Looking into that light is hard and when we do it we will blink again—but now we may blink in wonder and amazement or we may blink in denial and stubbornness.
We might blink in wonder and amazement because we are so astounded that such grace and love and mercy, grace and love and mercy that down deep we just knew had to exist, are available to us. We might blink in wonder and amazement because that hope for life with God that had been a flickering ember within us bursts into a wondrous flame. We might blink in wonder and amazement because we have craved forgiveness and in Christ on the cross we see that we can be forgiven.

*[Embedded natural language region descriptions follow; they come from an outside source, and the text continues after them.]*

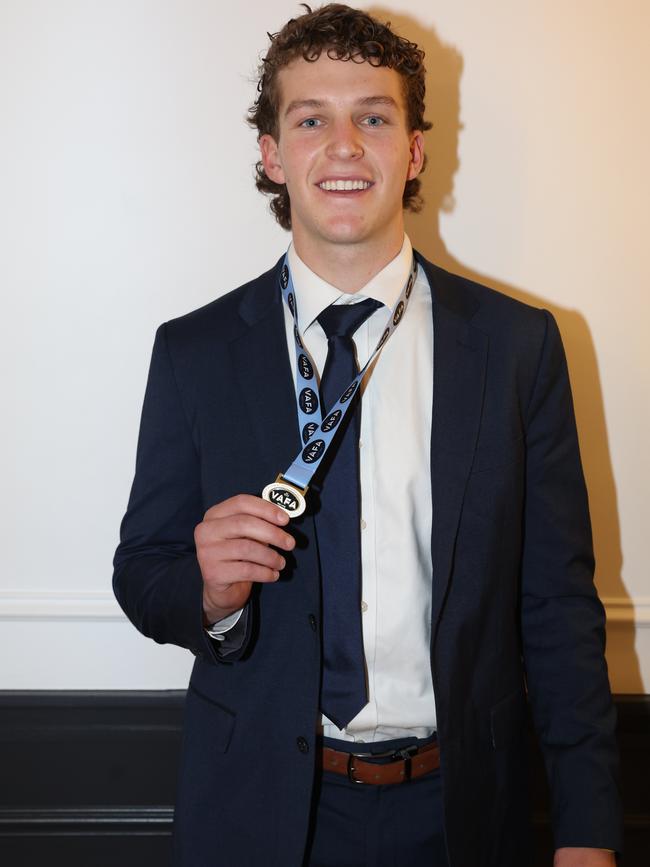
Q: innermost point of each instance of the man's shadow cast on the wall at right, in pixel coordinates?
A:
(444, 70)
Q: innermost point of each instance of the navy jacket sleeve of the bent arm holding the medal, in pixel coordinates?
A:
(157, 579)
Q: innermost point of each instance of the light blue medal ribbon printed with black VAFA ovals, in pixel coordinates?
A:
(317, 432)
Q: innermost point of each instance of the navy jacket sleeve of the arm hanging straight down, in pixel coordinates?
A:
(563, 622)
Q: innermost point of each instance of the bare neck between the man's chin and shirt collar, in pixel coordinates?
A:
(348, 267)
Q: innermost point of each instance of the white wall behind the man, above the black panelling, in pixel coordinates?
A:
(126, 198)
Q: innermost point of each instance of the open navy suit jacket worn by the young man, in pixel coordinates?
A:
(515, 613)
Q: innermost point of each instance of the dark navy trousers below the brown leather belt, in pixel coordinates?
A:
(355, 825)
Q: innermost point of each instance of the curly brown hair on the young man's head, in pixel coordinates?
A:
(344, 34)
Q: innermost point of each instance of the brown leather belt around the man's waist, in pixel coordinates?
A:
(403, 765)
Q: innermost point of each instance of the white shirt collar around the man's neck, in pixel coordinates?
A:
(314, 294)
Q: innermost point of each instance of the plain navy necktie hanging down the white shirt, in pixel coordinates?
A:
(338, 520)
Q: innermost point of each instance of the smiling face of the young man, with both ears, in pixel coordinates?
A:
(345, 152)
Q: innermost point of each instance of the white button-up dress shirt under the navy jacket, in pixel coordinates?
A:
(396, 510)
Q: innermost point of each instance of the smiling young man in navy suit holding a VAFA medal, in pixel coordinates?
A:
(359, 690)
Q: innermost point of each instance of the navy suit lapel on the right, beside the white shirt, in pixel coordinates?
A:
(460, 359)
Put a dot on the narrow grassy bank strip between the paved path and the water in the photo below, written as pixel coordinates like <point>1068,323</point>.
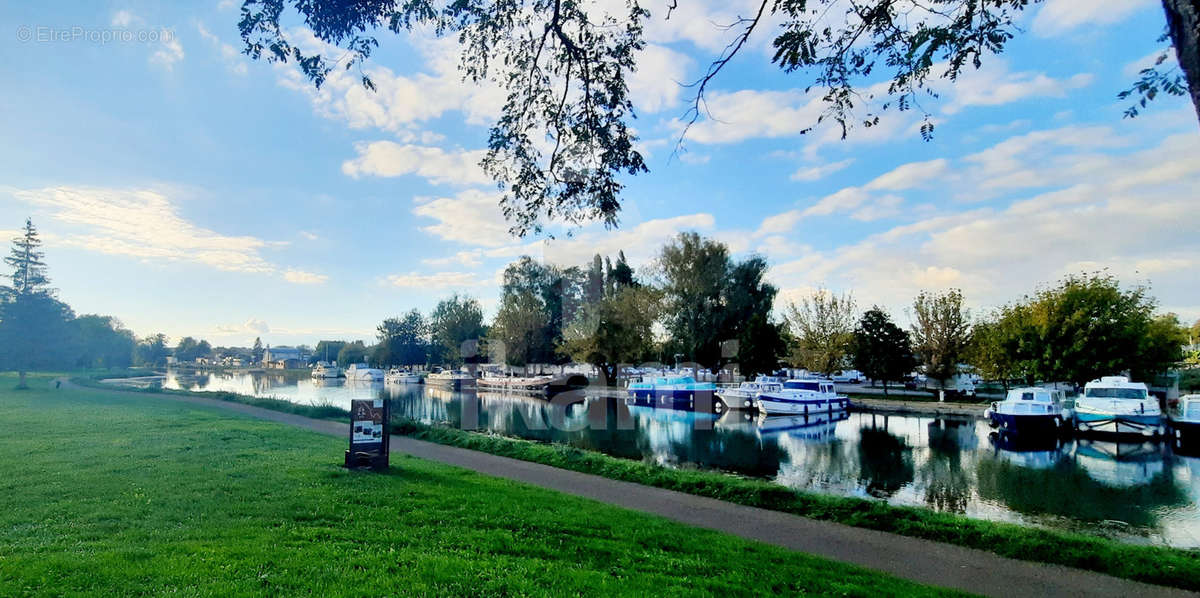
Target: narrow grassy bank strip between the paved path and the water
<point>1154,565</point>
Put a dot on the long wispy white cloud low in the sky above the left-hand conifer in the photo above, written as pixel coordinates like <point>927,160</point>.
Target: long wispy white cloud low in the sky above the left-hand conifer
<point>146,225</point>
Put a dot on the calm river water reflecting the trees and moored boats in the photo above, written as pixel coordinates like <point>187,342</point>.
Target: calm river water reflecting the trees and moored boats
<point>1137,492</point>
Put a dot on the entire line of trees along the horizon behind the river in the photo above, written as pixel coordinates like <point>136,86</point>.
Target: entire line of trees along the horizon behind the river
<point>694,304</point>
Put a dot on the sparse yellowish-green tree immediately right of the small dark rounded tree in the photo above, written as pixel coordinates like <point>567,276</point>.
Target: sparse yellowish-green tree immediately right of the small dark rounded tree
<point>941,332</point>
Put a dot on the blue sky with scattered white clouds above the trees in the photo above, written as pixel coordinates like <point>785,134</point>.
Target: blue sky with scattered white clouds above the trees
<point>190,190</point>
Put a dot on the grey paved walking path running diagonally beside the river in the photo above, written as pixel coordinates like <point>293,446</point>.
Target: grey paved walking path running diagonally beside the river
<point>917,560</point>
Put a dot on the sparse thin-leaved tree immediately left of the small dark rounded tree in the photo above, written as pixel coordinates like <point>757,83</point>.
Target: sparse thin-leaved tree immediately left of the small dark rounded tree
<point>823,326</point>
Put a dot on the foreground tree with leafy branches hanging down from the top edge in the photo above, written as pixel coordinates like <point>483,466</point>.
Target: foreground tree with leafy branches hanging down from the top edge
<point>565,67</point>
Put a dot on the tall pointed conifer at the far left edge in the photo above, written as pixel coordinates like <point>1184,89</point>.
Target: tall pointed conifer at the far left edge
<point>34,325</point>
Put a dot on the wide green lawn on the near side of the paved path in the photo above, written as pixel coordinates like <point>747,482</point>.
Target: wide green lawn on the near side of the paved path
<point>118,494</point>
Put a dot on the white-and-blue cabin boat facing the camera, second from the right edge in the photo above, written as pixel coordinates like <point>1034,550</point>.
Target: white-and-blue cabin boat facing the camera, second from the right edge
<point>1115,405</point>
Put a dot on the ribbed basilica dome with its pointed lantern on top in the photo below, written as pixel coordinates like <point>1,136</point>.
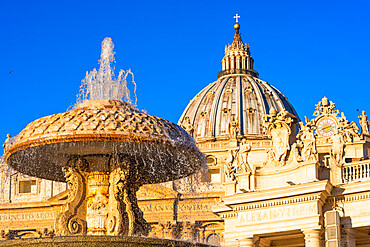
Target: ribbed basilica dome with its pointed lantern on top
<point>238,97</point>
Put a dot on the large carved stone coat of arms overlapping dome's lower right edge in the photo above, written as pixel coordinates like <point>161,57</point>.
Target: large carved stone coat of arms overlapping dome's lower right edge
<point>279,126</point>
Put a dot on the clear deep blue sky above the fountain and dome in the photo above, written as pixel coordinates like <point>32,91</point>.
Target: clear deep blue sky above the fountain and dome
<point>307,49</point>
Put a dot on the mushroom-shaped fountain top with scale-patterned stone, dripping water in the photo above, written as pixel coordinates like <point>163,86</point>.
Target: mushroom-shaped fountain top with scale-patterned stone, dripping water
<point>159,146</point>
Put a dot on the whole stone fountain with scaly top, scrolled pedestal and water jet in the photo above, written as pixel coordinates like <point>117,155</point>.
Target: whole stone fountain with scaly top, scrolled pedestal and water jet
<point>105,149</point>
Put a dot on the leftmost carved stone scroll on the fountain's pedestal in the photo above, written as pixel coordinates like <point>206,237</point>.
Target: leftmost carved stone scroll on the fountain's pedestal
<point>71,221</point>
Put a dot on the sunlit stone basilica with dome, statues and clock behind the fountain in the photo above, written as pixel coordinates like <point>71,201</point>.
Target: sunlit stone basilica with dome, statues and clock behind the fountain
<point>273,180</point>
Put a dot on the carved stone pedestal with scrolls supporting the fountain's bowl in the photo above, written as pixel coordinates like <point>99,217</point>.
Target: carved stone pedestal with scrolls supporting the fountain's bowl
<point>102,203</point>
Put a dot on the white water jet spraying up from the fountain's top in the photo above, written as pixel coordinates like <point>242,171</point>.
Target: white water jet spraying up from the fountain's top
<point>102,84</point>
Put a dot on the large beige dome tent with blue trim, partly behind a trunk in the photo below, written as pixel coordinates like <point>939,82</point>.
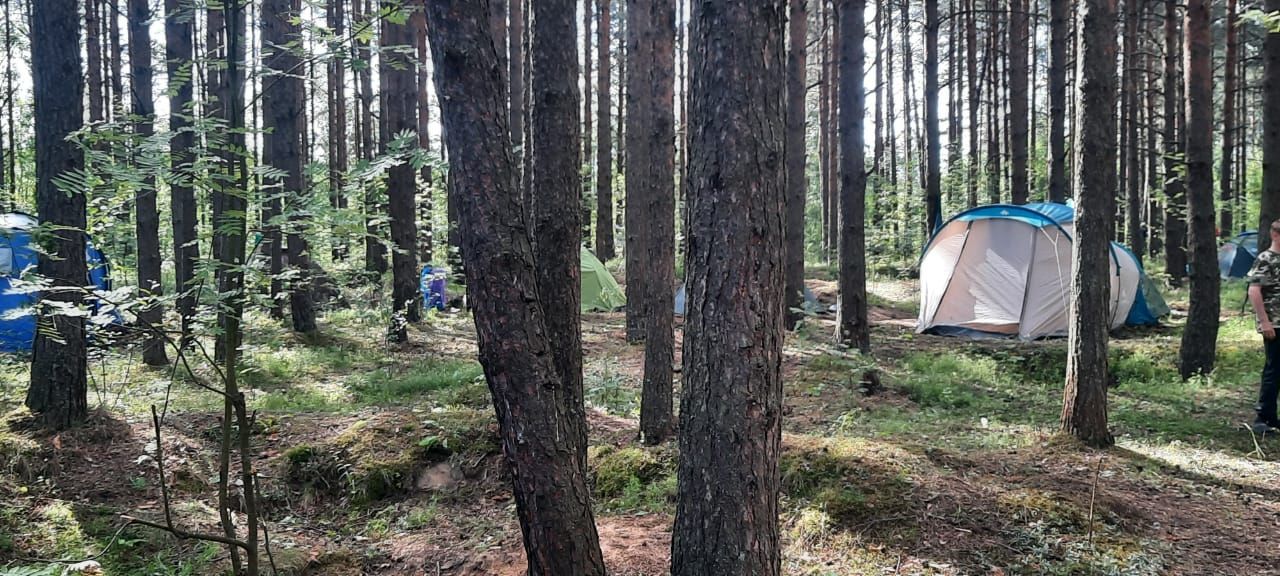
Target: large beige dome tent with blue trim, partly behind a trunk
<point>1007,271</point>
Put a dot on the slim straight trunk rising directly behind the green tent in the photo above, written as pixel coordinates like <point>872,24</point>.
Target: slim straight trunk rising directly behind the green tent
<point>605,144</point>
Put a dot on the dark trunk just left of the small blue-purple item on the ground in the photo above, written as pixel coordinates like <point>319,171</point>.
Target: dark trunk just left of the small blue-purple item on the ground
<point>400,116</point>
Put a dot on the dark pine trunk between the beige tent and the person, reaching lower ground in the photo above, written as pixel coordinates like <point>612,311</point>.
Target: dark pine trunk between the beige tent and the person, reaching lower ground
<point>1200,337</point>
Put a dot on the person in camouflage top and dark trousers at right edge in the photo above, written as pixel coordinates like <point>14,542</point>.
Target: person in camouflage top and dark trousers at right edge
<point>1265,296</point>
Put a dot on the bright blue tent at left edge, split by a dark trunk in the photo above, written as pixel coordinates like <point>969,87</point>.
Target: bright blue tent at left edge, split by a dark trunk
<point>19,258</point>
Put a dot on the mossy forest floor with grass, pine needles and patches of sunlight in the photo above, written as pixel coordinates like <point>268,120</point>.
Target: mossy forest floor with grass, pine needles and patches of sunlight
<point>381,459</point>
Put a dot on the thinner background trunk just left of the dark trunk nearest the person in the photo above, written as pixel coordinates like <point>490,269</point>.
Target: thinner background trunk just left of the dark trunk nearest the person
<point>1176,200</point>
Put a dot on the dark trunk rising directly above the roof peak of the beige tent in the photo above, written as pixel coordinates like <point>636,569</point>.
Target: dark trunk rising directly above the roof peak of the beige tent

But still—we may also blink in fear and anxiety and confusion and consternation because, well, even though we are so gratified to see Christ on the cross and even though something clicks in us that says “Yes!” there are still those things that we’ve done or that doubt that we feel or that pride that we have. It’s ok—a little doubtful and fearful and hesitant blinking is always going to be the case for us; we can’t let that stop us from coming to the light.
But we also might blink in denial or stubbornness. We may not like what the light reveals about salvation—that it is free and gracious and not something that we can earn—and such light might probe into the nooks and crannies where our pride is hiding. We may not like what the light reveals about us—that we are sinners who do sinful things—and such light might focus on our failings and our flaws in such a way that causes us to get our backs up and cause us to say, “Who does this Jesus think he is? I’m no worse than anyone else. I can take care of my own problems my own way. Who needs this?” And so we can turn away from the light, our eyes screwed up and our hearts shut down.
But still—if you’ll just turn around and look again, if you’ll just let yourself blink—we all know how hard, maybe how impossible, it is to look at such light straight on—then the light just might still get into your life so that you will see that God does in fact love you and that God did in fact give God’s only Son for you and that if you will come to the light—albeit blinkingly and haltingly—you will find grace and forgiveness and life.
So come to the light—blinking all the way!